ADB President Haruhiko Kuroda will step down in the middle of March to become Governor of the Bank of Japan. He will leave as the 8th President of the Bank, and the 8th Japanese head of the organisation.
The announcement that Kuroda is leaving comes with no hint of whether there will be a competitive selection. The World Bank still has an American President, and the IMF a European, but both institutions at least put the semblance of a competitive process in place the last time their top positions were vacant.
China has seemed reluctant to challenge the status quo in the World Bank and the IMF, but reports suggest that it may be ready to challenge Japan’s hold on the post.
Sri Mulyani, former Finance Minister of Indonesia and currently a Managing Director at the World Bank, would make an excellent candidate for the top job at the ADB, but Indonesia has already indicated it is happy with Japan keeping the top job. Another potential candidate could be Montek Singh Ahluwalia, Planning Commission Chair in India for almost the last decade, and a leading architect of India’s reforms. We invite readers to suggest others.
Australia has been a fervent advocate of the need for competitive selections to head the multilaterals. Whether Australia will use its new leverage within ADB (the result of its greatly increased funding of the institution) remains to be seen. ADB has enjoyed very high ratings in recent multilateral assessment efforts, including by Australia. Failure to put in place a competitive process could endanger its standing, and ultimately future funding prospects.
2 weeks to 0.7% in the UK?
In the context of a recent controversy over whether aid will be diverted to military spending, foreign aid remains ring-fenced from cuts as the Coalition pushes forward to reaching the 0.7% ODA/GNI ratio in this year’s budget, which is set to be delivered on March 20th. A close to £3 billion increase in aid despite severe domestic austerity and defence cuts is a tall order.
During a recent trip to India, and responding to criticism of aid from the media and within his own party, UK Prime Minister David Cameron said he was “very open” to expanding the “Conflict Pool” that already exists. Jointly managed by DFID, Defence and the Foreign Office, the Pool is used to finance responsive security, demobilisation and peacekeeping measures.
The statement was immediately denounced by NGOs and some academics in the UK, who questioned the effectiveness and management of the pooling system, as well as the hint that funds might be diverted from aid to the military. However, media reporting failed to note that in 2009-10, the most recent year for which its Annual Report is available, the UK Conflict Pool only spent some £180 million, of which £120 million was ODA-eligible. Given the £3 billion ODA increase at stake, Cameron’s remarks may be more about selling an aid increase to a skeptical media and his own party than a major shift in aid policy.
In less than two weeks we will know if the UK Coalition Government has kept its commitment.
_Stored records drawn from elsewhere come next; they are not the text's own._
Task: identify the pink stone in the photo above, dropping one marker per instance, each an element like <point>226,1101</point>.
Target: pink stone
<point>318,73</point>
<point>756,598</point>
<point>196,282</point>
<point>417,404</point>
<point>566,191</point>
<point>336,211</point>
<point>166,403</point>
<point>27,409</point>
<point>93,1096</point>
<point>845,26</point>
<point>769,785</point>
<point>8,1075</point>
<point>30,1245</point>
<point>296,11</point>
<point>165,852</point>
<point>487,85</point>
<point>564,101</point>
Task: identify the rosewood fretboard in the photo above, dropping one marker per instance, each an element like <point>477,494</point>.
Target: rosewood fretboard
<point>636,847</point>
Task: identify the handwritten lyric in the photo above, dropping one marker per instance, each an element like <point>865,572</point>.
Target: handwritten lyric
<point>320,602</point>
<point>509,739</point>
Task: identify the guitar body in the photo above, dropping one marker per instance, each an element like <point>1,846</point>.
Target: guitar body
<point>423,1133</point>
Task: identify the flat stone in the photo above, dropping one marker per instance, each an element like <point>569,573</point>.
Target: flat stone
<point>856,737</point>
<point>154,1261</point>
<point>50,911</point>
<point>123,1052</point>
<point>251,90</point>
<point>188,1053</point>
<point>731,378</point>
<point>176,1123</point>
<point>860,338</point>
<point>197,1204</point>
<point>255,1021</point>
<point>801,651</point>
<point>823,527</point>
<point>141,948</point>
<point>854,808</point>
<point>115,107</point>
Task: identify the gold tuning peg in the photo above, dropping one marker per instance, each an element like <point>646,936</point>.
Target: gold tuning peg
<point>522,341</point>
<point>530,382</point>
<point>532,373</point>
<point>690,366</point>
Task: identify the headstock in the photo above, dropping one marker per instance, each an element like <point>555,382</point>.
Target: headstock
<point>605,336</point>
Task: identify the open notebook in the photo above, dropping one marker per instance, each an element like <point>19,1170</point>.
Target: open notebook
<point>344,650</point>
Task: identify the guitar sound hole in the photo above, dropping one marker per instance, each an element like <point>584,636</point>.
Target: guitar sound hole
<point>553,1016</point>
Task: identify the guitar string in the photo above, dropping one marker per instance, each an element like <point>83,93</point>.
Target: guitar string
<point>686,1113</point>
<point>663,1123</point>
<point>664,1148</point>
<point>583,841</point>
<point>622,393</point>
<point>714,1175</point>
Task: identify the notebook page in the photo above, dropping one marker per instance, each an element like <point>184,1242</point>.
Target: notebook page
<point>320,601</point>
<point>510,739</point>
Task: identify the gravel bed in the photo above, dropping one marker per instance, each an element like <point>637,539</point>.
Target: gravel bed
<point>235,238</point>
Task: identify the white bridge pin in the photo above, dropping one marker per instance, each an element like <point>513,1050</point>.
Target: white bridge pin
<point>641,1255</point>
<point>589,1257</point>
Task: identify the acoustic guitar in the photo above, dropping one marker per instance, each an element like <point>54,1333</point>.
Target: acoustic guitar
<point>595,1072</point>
Either way, there will likely be global (and Australian) aid consequences.
John Kerry and US aid cuts
John Kerry, the recently appointed US Secretary of state, has made a robust defence of the US aid budget (a position he has championed in the past), claiming that it is a much sounder investment than troops on the ground. His campaigning on the issue will have little impact if the current Congressional Sequester continues, with the State Department and USAID seeing a $2.6 billion across-the-board cut in their collective budgets, $1.7 billion of which will come from foreign assistance. Kerry has warned that “such cuts undermine our efforts to shape the broader international efforts to fight disease and hunger, invest in global health and foster more stable societies and regions.”
Dili conference on post-2015 development agenda
Last week saw the convening of an international conference on the post-2015 development agenda last week in Dili. Organised by the g7+ group of fragile states, the conference brought together nearly 50 (mostly developing) countries to discuss how the specific development challenges faced by fragile and conflict-affected states should be reflected in the post-2015 framework. You can read the Dili Consensus here, with its call for the MDGs to be overhauled to emphasize growth, peacebuilding, statebuilding and climate change. Robin Davies, who helped facilitate the conference, provides his reflections in today’s companion Devpolicy blog.
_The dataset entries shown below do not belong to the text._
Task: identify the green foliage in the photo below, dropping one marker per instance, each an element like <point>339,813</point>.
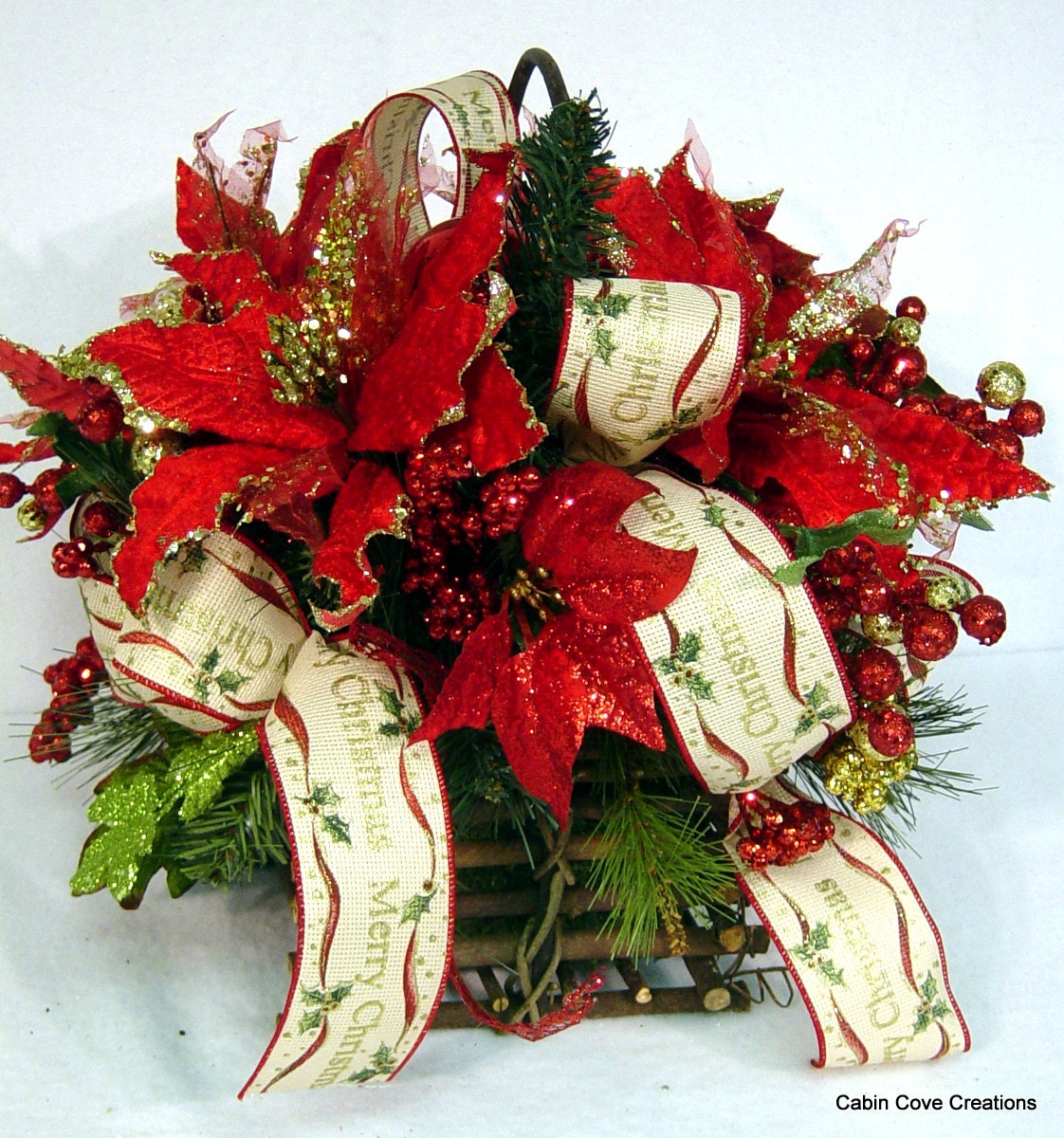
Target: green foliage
<point>198,769</point>
<point>812,544</point>
<point>663,856</point>
<point>100,467</point>
<point>119,853</point>
<point>562,232</point>
<point>486,799</point>
<point>242,832</point>
<point>145,801</point>
<point>933,715</point>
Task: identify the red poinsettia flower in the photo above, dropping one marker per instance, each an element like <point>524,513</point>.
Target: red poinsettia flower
<point>837,450</point>
<point>413,353</point>
<point>585,667</point>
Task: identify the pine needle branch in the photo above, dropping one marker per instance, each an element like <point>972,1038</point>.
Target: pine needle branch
<point>563,233</point>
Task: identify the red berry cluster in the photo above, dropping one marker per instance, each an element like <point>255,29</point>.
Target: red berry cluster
<point>1025,418</point>
<point>44,489</point>
<point>891,368</point>
<point>784,832</point>
<point>72,681</point>
<point>896,606</point>
<point>449,526</point>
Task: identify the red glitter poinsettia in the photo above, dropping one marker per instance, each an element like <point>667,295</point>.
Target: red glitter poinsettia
<point>414,356</point>
<point>585,666</point>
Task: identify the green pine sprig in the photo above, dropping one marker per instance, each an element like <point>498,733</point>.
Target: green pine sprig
<point>562,232</point>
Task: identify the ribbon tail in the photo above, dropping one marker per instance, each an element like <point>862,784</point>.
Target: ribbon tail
<point>860,945</point>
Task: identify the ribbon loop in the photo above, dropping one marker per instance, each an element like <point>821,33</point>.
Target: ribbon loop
<point>479,117</point>
<point>745,670</point>
<point>371,860</point>
<point>217,636</point>
<point>641,361</point>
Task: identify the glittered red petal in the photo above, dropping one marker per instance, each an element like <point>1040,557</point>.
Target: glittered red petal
<point>39,382</point>
<point>228,279</point>
<point>945,462</point>
<point>603,574</point>
<point>610,661</point>
<point>540,709</point>
<point>211,376</point>
<point>466,697</point>
<point>370,502</point>
<point>500,425</point>
<point>185,493</point>
<point>815,452</point>
<point>415,385</point>
<point>285,498</point>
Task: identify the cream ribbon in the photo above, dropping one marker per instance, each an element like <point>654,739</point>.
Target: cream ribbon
<point>750,680</point>
<point>642,361</point>
<point>221,642</point>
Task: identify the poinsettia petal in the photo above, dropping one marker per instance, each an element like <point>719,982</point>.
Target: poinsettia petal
<point>706,217</point>
<point>186,493</point>
<point>231,279</point>
<point>466,697</point>
<point>610,661</point>
<point>541,708</point>
<point>831,469</point>
<point>500,426</point>
<point>39,382</point>
<point>660,249</point>
<point>370,502</point>
<point>301,236</point>
<point>211,376</point>
<point>603,574</point>
<point>284,499</point>
<point>213,222</point>
<point>945,462</point>
<point>706,447</point>
<point>415,385</point>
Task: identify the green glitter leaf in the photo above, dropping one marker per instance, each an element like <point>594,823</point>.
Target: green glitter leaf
<point>118,854</point>
<point>198,769</point>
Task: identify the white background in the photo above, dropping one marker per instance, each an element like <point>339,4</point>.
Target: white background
<point>947,113</point>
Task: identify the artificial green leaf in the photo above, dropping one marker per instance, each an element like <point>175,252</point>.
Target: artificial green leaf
<point>198,769</point>
<point>119,853</point>
<point>977,521</point>
<point>880,524</point>
<point>794,573</point>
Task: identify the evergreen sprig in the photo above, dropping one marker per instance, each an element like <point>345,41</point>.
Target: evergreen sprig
<point>663,854</point>
<point>562,232</point>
The World Bank has released a fascinating infographic highlighting Russia’s development priorities and where it sends it’s Official Development Assistance.
Justine Greening has outlined her vision for the UK aid program in more detail than ever before, pushing forward the value-for-money and transparency agendas and targeting “poor performing” multilateral institutions.
The EU reached a historic budget-cutting deal in February which effectively freezes the regional bloc’s aid budget at current levels.
Recent meetings in Jakarta and London have seen disaster risk reduction and combating inequality (including gender inequality) being thrust onto centre stage in the post-2015 development agenda debate.
The World Bank has released a 22 country study on universal health coverage. Less than half of the case studies covered in the report had systems to measure improvements in people’s health.
A new database by the United Nations Economic and Social Commission for Asia and the Pacific (ESCAP) and the World Bank reveals that developing countries are facing higher trade-costs.
President Obama reaffirmed his country’s commitment to end extreme global poverty in two decades in this year’s State of the Union address.
Jonathan Pryke is a Researcher at the Development Policy Centre. Stephen Howes is Director of the Centre.